Surgical Site Infections and the Anesthesia Professionals' Microbiome: We've All Been Slimed! Now What Are We Going to Do About It? Skip to main page content

HOME CURRENT ISSUE PAST ISSUES CME SUBSCRIBE ONLINE HELP SUBMIT TO A&A ACTIVATE MY ACCOUNT Search GO Advanced Search ? User Name Password Sign In Surgical Site Infections and the Anesthesia Professionals' Microbiome: We've All Been Slimed! Now What Are We Going to Do About It? Raymond C. Roy, MD*, Sorin J. Brull, MD? and John H. Eichhorn, MD?
From the *Department of Anesthesiology, Wake Forest University School of Medicine, Winston-Salem, North Carolina; ?Department of Anesthesiology, Mayo Clinic College of Medicine, Jacksonville, Florida; and ?Department of Anesthesiology, College of Medicine, University of Kentucky, Lexington, Kentucky. Address correspondence and reprint requests to Raymond C. Roy, MD, Department of Anesthesiology, Wake Forest University School of Medicine, Winston-Salem, NC. Address e-mail to rroy{at}wfubmc.ed. Dr. Peter Venkman: “Someone blows their nose and you want to keep it? …” —Ghostbusters (1984)
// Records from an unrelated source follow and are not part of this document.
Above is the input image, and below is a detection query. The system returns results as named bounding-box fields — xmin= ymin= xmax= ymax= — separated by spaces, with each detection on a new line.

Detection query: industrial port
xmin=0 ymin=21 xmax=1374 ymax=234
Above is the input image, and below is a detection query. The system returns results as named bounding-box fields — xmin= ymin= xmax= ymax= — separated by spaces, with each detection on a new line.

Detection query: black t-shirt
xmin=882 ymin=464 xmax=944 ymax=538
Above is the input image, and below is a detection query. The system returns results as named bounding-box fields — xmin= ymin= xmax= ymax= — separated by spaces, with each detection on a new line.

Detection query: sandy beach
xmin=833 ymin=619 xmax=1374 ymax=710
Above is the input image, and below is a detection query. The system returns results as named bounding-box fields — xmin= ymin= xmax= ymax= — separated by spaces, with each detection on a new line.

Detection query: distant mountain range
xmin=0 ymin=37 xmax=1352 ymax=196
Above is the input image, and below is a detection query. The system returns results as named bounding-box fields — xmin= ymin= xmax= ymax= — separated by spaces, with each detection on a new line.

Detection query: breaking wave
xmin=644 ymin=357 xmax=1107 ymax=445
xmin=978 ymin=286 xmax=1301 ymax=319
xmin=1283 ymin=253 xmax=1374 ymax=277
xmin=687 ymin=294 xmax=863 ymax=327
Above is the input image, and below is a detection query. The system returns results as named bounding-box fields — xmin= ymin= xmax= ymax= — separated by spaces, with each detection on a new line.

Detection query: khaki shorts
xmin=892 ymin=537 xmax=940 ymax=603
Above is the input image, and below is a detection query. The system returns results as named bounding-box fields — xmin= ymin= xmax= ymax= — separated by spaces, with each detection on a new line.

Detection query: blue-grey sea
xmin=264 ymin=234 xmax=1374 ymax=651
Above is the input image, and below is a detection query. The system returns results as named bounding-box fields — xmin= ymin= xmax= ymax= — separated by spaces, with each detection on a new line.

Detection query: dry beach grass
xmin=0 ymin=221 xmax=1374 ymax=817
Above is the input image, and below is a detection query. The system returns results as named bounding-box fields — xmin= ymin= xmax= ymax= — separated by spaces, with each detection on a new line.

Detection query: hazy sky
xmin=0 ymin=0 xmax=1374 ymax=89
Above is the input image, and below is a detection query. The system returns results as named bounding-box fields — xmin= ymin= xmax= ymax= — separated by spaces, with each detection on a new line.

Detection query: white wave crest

We are grossly outnumbered! Each of us consists of approximately 10 trillion human cells, accompanied by our personal “microbiome” of 100 trillion microorganisms that live symbiotically inside and on our bodies. Surgical site infections are but one of the many complex features of this usually peaceful coexistence. These microorganisms have influenced our evolution. They are essential to our digestion, metabolism, and immunity. However, they also serve as the source of our infectivity. Since 2007, the National Institutes of Health has supported the international Human Microbiome Project in its effort to understand the extent to which our microbiomes are unique to each one of us as individuals and common to all of us as a species.1,2

Our microbiota are organized as biofilms, impressively structured communities within 3-dimensional matrices of extracellular polymeric substances, the “slime” attached to epithelial membranes.3 Chronic bacterial infections are now recognized as biofilms that limit access by host antibodies and macrophages and resist diffusion of antibiotics.3–6 Biofilms of the same species of bacteria may be nonpathogenic in one location and pathogenic in others. For example, the most common cause of surgical site infections, defined as infections occurring within 30 days postoperatively or within 1 year if the surgery involved an implant, is Staphylococcus aureus.7 Yet, 20% of us are persistent asymptomatic carriers of S aureus in our anterior nares; 30%, intermittent carriers.8 Because we are constantly shedding bacteria from our biofilms,6,9 we as patients and health care providers contaminate every operating room we enter.9–14

How should our personal microbiomic “slime” affect our efforts to reduce surgical site infections? A report in this issue of Anesthesia & Analgesia by Loftus et al.15 addresses bacterial transmission via the hands of anesthesia practitioners. This is part of the growing knowledge of the etiology of surgical site infections, and complements previous work by Loftus and his group,12 Koff et al.,16 Comp?re et al.,17 Call et al.,13 and Haessler et al.18

In 2005, the Centers for Disease Control and Prevention established the National Healthcare Safety Network by combining the National Nosocomial Surveillance System, the Dialysis Surveillance Network, and the National Surveillance System for Healthcare Workers to benchmark and study health care–associated infection surveillance data.19 The National Healthcare Safety Network provides national rates for 5 such health care–associated infections: central line–associated blood infection, urinary catheter–associated infection, ventilator-associated pneumonia, postprocedure pneumonia, and surgical site infection. Surgical site infection data are divided into risk groups. Each patient is graded by 3 criteria and assigned a 0- to 3-point score (Table 1): 1 point if the patient is an ASA physical status III or higher, 1 point if the surgical site is known to be contaminated before incision, and 1 point if the procedure duration is in the longest quartile for the specific operation being performed. In 2 recent studies of surgical site infections in older patients, S aureus was the responsible pathogen in 51% to 56% of cases, more than half of which were methicillin-resistant S aureus (MRSA). Other common pathogens included coagulase-negative staphylococci (in 8%–12% of cases), other Gram-positive bacteria (8%–13%), Escherichia coli (4%–5%), and other Gram-negative organisms (5%–13%).7,20

View this table: In this window In a new window Table 1. Percent Surgical Site Infections for Common Inpatient Surgical Procedures

Because of the enormous cost of surgical site infections,21 it is reasonable to ask if a change in practice can lower the national rate of infection seen in the data collected by the National Healthcare Safety Network. The report by Loftus et al. supports this assertion. Haessler et al.18 linked a systemic breakdown in operating room handwashing compliance caused by an institutional change in the hand antiseptic product to an increase in the rate of surgical site infections, exceeding both internal and national benchmarks. Koff et al.16 documented that increased handwashing frequency by anesthesia providers decreased the rate of health care–associated infections.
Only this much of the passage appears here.